A merger between two galaxies led to something unique, as the news brought by Daily Mail reveals. Research led by Durham University and with observations made with the Atacama Large Millimeter Array (ALMA) telescope of the European Southern Observatory reveals that after the collision, one of the galaxies ejects 10,000 Suns-worth of gas every year.

The leaking gas weakens the galaxy’s ability to form new stars

Behold an artist’s impression of the galaxy in question, the product of the collision between galaxies, and some of its gas that was ejected (image source: Daily Mail):

The galaxy is dubbed ID229, and the leaking of gas together with a large amount of star formation that occurs near the core will eventually deprive the single merged body of the possibility to give birth to new stars. Dr. Annagrazia Puglisi, the lead author of the study from Durham University’s Centre for Extragalactic Astronomy, declared:

We don’t yet know what the exact processes are behind the switching off of star formation in massive galaxies.

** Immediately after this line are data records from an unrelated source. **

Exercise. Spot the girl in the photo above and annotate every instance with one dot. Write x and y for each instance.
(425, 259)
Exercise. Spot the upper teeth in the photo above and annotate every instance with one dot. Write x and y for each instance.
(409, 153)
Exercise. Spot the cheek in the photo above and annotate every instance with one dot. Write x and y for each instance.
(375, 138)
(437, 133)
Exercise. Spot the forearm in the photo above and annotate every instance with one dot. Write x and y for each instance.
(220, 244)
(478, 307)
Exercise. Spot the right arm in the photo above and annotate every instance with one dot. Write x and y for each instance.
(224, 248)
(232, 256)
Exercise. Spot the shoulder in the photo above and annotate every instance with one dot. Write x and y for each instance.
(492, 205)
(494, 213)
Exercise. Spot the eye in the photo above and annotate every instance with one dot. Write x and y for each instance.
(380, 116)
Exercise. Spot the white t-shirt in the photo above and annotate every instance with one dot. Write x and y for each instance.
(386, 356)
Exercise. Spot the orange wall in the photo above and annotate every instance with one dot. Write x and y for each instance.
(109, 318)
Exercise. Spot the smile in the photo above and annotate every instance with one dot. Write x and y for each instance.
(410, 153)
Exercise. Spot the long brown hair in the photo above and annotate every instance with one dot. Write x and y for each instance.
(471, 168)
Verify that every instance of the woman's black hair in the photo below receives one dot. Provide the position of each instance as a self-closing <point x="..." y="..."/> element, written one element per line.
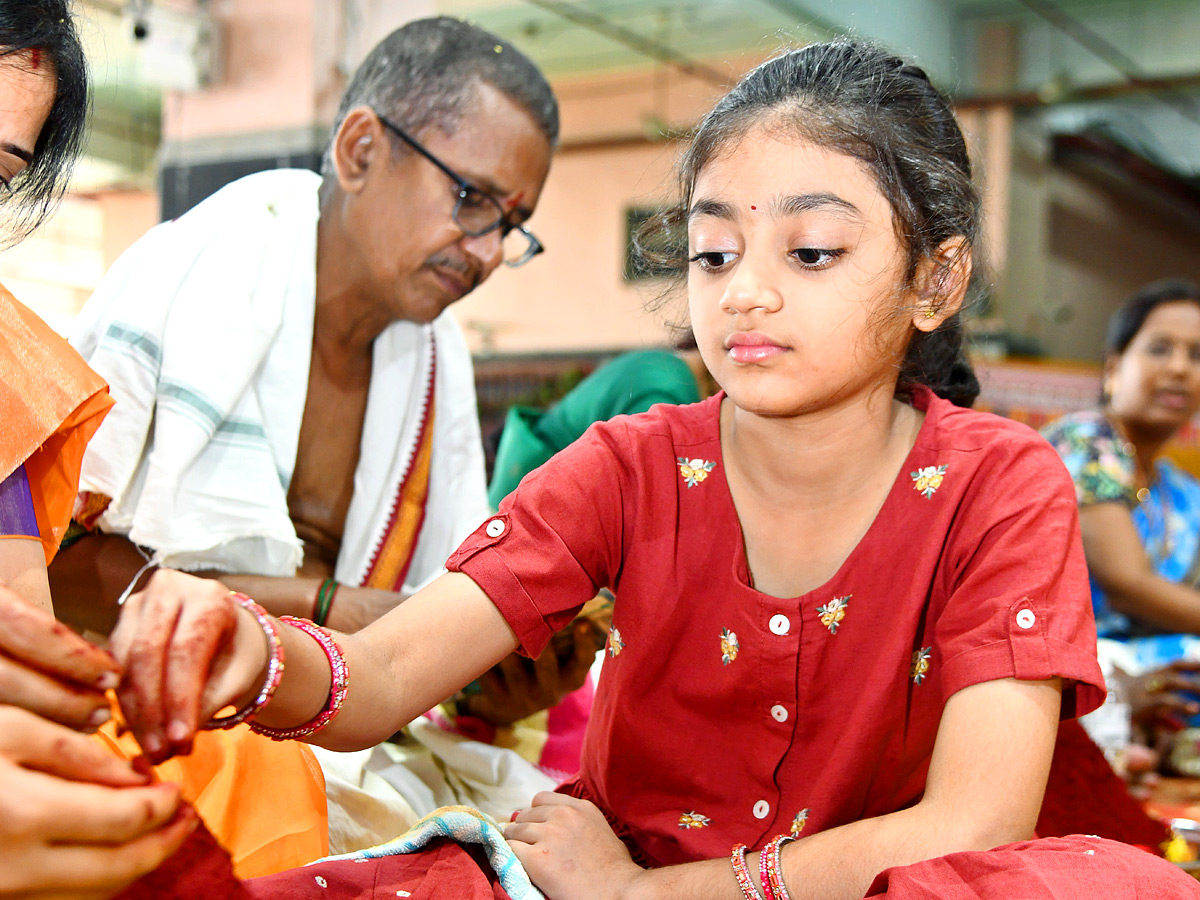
<point x="47" y="28"/>
<point x="862" y="101"/>
<point x="1127" y="321"/>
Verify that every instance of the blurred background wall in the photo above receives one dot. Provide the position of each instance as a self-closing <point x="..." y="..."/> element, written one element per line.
<point x="1084" y="119"/>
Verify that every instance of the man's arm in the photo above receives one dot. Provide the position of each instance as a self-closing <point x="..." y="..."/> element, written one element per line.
<point x="1119" y="563"/>
<point x="984" y="789"/>
<point x="88" y="577"/>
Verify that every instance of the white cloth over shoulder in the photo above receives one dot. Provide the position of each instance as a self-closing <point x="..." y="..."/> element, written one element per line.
<point x="204" y="331"/>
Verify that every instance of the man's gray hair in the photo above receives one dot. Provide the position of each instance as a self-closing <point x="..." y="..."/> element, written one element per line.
<point x="424" y="73"/>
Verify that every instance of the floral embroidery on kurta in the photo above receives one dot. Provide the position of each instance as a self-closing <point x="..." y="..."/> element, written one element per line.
<point x="928" y="479"/>
<point x="833" y="612"/>
<point x="729" y="647"/>
<point x="802" y="819"/>
<point x="694" y="820"/>
<point x="694" y="471"/>
<point x="921" y="664"/>
<point x="616" y="645"/>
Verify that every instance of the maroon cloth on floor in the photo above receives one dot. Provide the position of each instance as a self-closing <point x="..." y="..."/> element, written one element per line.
<point x="1073" y="868"/>
<point x="1085" y="796"/>
<point x="443" y="869"/>
<point x="199" y="870"/>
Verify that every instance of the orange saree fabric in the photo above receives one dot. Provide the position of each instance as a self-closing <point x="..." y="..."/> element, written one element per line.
<point x="51" y="405"/>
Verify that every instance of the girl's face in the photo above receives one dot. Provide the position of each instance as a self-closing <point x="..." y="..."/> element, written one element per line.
<point x="27" y="94"/>
<point x="795" y="268"/>
<point x="1156" y="382"/>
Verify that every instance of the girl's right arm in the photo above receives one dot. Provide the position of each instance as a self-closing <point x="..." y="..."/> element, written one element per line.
<point x="1117" y="561"/>
<point x="189" y="652"/>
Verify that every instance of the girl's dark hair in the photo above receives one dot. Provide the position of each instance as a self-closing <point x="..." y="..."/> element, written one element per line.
<point x="1127" y="322"/>
<point x="862" y="101"/>
<point x="47" y="28"/>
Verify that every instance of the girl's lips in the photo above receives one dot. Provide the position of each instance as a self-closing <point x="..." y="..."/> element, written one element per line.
<point x="751" y="347"/>
<point x="1173" y="400"/>
<point x="754" y="353"/>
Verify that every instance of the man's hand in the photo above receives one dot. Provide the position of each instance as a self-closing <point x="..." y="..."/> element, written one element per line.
<point x="569" y="851"/>
<point x="517" y="688"/>
<point x="76" y="821"/>
<point x="48" y="670"/>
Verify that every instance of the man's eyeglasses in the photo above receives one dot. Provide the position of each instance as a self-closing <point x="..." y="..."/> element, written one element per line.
<point x="477" y="213"/>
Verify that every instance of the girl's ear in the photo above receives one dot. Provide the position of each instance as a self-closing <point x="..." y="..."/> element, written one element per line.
<point x="942" y="282"/>
<point x="355" y="147"/>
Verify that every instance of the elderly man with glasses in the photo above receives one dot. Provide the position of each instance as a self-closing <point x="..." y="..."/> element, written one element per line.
<point x="295" y="411"/>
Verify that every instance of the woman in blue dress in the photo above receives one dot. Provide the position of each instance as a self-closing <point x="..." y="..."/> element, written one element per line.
<point x="1140" y="513"/>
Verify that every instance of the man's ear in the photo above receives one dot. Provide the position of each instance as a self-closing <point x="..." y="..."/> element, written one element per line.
<point x="355" y="148"/>
<point x="941" y="283"/>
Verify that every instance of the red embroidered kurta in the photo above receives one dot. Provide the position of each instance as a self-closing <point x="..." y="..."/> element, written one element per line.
<point x="724" y="714"/>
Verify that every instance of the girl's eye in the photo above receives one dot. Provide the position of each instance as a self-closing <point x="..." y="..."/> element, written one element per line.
<point x="815" y="257"/>
<point x="712" y="259"/>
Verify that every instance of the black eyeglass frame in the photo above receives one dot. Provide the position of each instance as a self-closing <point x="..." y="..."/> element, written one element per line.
<point x="465" y="190"/>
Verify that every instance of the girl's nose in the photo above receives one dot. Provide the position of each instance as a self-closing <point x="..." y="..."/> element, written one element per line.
<point x="749" y="291"/>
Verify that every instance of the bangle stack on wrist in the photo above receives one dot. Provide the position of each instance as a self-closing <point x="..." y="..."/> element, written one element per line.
<point x="769" y="869"/>
<point x="274" y="666"/>
<point x="337" y="688"/>
<point x="738" y="857"/>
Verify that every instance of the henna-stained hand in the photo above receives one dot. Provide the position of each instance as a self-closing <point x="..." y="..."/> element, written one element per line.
<point x="48" y="670"/>
<point x="76" y="821"/>
<point x="187" y="651"/>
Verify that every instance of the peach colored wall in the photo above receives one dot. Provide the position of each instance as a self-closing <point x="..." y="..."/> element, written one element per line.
<point x="267" y="75"/>
<point x="127" y="215"/>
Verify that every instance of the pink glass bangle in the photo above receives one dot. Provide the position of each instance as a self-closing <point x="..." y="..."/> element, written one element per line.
<point x="769" y="869"/>
<point x="274" y="666"/>
<point x="738" y="857"/>
<point x="339" y="684"/>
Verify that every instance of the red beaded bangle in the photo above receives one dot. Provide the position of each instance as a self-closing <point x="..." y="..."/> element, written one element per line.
<point x="738" y="857"/>
<point x="769" y="869"/>
<point x="274" y="666"/>
<point x="339" y="684"/>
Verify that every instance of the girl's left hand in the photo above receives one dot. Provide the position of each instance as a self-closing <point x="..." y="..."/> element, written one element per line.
<point x="569" y="850"/>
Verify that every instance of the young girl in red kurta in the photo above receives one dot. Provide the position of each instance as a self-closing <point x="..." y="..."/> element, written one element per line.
<point x="847" y="610"/>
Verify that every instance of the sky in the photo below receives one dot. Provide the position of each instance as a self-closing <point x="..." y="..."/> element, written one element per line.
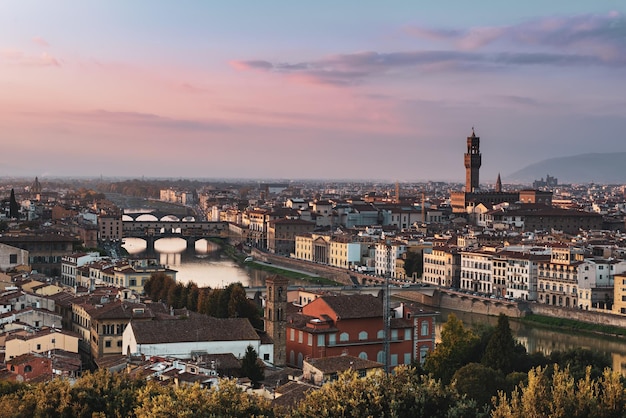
<point x="306" y="90"/>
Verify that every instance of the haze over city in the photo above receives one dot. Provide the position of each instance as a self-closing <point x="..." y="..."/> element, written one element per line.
<point x="354" y="90"/>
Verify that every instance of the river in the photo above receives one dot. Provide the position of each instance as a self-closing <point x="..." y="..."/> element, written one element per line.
<point x="537" y="338"/>
<point x="207" y="266"/>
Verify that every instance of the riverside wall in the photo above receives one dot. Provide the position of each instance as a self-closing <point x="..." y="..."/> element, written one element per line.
<point x="333" y="273"/>
<point x="592" y="317"/>
<point x="442" y="299"/>
<point x="445" y="299"/>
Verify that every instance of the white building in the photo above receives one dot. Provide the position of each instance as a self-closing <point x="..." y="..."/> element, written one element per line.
<point x="476" y="271"/>
<point x="195" y="336"/>
<point x="386" y="256"/>
<point x="71" y="263"/>
<point x="596" y="282"/>
<point x="11" y="257"/>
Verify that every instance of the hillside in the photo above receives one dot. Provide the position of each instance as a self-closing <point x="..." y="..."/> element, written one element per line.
<point x="603" y="168"/>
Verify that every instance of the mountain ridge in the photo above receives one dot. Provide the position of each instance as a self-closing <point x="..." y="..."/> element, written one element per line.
<point x="604" y="168"/>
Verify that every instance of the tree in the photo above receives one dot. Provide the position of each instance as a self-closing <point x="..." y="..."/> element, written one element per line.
<point x="453" y="352"/>
<point x="578" y="359"/>
<point x="562" y="396"/>
<point x="479" y="382"/>
<point x="251" y="368"/>
<point x="500" y="351"/>
<point x="224" y="400"/>
<point x="14" y="208"/>
<point x="401" y="394"/>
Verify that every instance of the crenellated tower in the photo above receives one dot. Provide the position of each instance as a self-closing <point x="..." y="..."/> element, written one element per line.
<point x="473" y="160"/>
<point x="275" y="316"/>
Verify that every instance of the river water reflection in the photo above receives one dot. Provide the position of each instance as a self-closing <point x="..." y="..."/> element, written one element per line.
<point x="544" y="340"/>
<point x="206" y="266"/>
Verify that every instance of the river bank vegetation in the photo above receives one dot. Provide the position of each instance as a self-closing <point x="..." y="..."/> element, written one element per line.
<point x="573" y="325"/>
<point x="472" y="373"/>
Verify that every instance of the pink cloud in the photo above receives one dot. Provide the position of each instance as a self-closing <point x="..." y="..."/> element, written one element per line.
<point x="40" y="41"/>
<point x="258" y="65"/>
<point x="20" y="59"/>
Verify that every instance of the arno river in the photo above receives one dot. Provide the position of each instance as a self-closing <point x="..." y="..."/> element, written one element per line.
<point x="207" y="266"/>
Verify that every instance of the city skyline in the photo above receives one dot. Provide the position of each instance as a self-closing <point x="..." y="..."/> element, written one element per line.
<point x="350" y="90"/>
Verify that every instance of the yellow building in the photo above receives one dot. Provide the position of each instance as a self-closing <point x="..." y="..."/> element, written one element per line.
<point x="442" y="267"/>
<point x="47" y="339"/>
<point x="619" y="294"/>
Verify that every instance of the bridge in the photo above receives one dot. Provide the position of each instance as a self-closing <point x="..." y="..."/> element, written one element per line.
<point x="151" y="231"/>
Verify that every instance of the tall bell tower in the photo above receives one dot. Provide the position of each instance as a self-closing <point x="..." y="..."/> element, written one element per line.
<point x="473" y="160"/>
<point x="275" y="316"/>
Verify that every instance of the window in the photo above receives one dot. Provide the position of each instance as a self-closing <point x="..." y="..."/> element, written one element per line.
<point x="394" y="359"/>
<point x="407" y="358"/>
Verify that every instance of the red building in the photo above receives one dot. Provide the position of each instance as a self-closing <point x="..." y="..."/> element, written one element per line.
<point x="354" y="325"/>
<point x="30" y="367"/>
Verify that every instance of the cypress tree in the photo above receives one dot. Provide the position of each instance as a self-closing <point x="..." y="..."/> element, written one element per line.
<point x="14" y="209"/>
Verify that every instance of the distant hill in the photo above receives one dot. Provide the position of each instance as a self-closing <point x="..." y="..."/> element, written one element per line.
<point x="585" y="168"/>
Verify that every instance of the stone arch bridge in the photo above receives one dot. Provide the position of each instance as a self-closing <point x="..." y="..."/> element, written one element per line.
<point x="151" y="231"/>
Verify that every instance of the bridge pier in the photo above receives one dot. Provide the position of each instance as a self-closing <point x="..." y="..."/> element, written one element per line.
<point x="149" y="243"/>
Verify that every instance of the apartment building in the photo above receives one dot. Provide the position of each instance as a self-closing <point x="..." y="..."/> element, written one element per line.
<point x="477" y="271"/>
<point x="558" y="277"/>
<point x="442" y="267"/>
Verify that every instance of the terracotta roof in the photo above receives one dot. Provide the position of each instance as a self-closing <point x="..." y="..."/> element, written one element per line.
<point x="338" y="364"/>
<point x="291" y="393"/>
<point x="188" y="330"/>
<point x="352" y="306"/>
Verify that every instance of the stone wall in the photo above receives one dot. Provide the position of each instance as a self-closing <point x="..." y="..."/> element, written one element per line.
<point x="578" y="315"/>
<point x="465" y="303"/>
<point x="333" y="273"/>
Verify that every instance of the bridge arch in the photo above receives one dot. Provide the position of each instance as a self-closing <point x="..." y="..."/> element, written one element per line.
<point x="146" y="217"/>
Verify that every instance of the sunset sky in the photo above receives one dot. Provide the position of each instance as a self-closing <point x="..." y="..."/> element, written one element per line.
<point x="292" y="90"/>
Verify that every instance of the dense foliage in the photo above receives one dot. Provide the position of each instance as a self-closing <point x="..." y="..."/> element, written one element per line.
<point x="230" y="302"/>
<point x="480" y="363"/>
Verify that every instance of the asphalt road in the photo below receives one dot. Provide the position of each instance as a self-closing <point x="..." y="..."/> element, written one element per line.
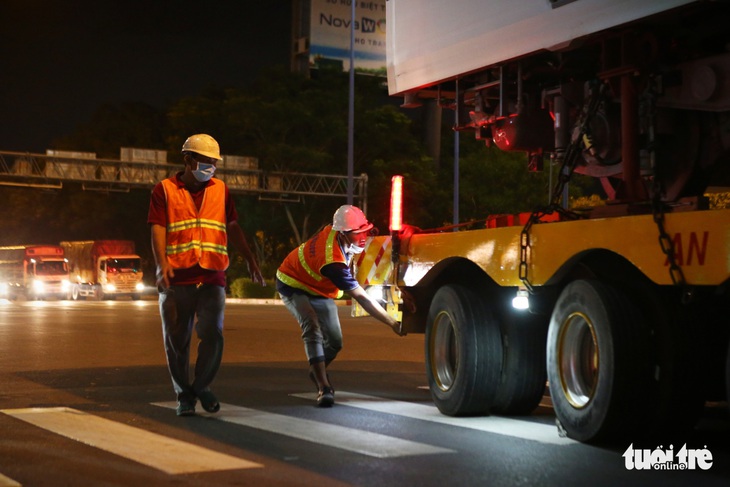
<point x="85" y="399"/>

Feedback driven winds from star formation or active black holes are thought to be the main responsible for expelling the gas and quenching the growth.

Our research provides evidence that the gas being flung from ID2299 is likely to have been tidally ejected because of the merger between two gas rich galaxies.

The scientists involved in the research had to look at more than 100 galaxies with the ALMA telescope to spot the unique event.

The new findings were published in the journal Nature Astronomy.